Do not bind-mount sensitive directories such as C:\ into an untrusted container. This would allow it to change files on the host that it would not normally have access to and could create a security breach.

Example usage:

  • docker run -v c:\ContainerData:c:\data:RO for read-only access
  • docker run -v c:\ContainerData:c:\data:RW for read-write access
  • docker run -v c:\ContainerData:c:\data for read-write access (default)

Symlinks are resolved in the container. If you bind-mount a host path to a container that is a symlink, or contains symlinks - the container will not be able to access them.

SMB Mounts

On Windows Server version 1709, a new feature called "SMB Global Mapping" makes it possible to mount a SMB share on the host, then pass directories on that share into a container. The container doesn't need to be configured with a specific server, share, username or password - that's all handled on the host instead. The container will work the same as if it had local storage.

Configuration Steps
  1. On the container host, globally map the remote SMB share:

    $creds = Get-Credential
    New-SmbGlobalMapping -RemotePath \\contosofileserver\share1 -Credential $creds -LocalPath G:

    This command will use the credentials to authenticate with the remote SMB server. Then, map the remote share path to G: drive letter (can be any other available drive letter). Containers created on this container host can now have their data volumes mapped to a path on the G: drive.

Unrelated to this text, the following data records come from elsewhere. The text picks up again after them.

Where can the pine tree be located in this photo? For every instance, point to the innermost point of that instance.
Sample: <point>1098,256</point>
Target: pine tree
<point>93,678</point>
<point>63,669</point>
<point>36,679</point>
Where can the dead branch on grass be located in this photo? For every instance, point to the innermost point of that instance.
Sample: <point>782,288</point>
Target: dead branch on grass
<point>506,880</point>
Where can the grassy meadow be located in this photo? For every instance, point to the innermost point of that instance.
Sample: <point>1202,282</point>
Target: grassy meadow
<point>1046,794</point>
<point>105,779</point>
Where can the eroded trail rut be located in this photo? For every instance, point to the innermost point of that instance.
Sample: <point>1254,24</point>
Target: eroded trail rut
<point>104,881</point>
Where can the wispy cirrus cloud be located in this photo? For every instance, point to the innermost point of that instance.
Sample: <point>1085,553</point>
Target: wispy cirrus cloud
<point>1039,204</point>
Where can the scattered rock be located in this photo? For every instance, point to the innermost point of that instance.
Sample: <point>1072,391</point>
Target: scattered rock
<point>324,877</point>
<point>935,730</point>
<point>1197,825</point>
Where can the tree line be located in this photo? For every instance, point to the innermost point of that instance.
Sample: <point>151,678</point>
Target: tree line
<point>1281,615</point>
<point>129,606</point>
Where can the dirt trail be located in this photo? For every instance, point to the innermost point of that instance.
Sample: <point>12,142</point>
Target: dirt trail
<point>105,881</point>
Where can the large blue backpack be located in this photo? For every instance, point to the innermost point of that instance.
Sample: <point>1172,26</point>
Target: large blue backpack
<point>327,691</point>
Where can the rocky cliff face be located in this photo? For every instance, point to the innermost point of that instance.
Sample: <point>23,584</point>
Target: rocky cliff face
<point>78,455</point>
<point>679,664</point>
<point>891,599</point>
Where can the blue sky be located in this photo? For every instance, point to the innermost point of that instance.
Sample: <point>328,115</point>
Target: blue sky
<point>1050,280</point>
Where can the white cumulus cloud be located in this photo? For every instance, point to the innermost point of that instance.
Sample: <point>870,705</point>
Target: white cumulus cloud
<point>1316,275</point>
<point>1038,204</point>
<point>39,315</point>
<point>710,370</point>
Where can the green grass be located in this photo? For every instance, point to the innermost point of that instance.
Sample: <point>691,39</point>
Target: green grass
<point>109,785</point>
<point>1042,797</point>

    Note: When using SMB global mapping for containers, all users on the container host can access the remote share. Any application running on the container host will also have access to the mapped remote share.

  2. Create containers with data volumes mapped to globally mounted SMB share docker run -it --name demo -v g:\ContainerData:G:\AppData1 microsoft/windowsservercore:1709 cmd.exe

    Inside the container, G:\AppData1 will then be mapped to the remote share’s "ContainerData" directory. Any data stored on globally mapped remote share will be available to applications inside the container. Multiple containers can get read/write access to this shared data with the same command.

This SMB global mapping support is SMB client-side feature which can work on top of any compatible SMB server including:

  • Scaleout File Server on top of Storage Spaces Direct (S2D) or a traditional SAN
  • Azure Files (SMB share)
  • Traditional File Server
  • 3rd party implementation of SMB protocol (ex: NAS appliances)


SMB global mapping does not support DFS, DFSN, DFSR shares in Windows Server version 1709.

Named Volumes

Named volumes allow you to create a volume by name, assign it to a container, and reuse it later by the same name. You don't need to keep track of the actual path of where it was created, just the name. The Docker engine on Windows has a built-in named volume plugin that can create volumes on the local machine. An additional plugin is required if you want to use named volumes on multiple machines.

Example steps:

  1. docker volume create unwound - Create a volume named 'unwound'
  2. docker run -v unwound:c:\data microsoft/windowsservercore - Start a container with the volume mapped to c:\data
  3. Write some files to c:\data in the container, then stop the container
  4. docker run -v unwound:c:\data microsoft/windowsservercore - Start a new container
  5. Run dir c:\data in the new container - the files are still there


Windows Server will convert target pathnames (the path inside of the container) to lower-case; i. e. -v unwound:c:\MyData, or -v unwound:/app/MyData in Linux containers, will result in a directory inside the container of c:\mydata, or /app/mydata in Linux containers, being mapped (and created, if not existent).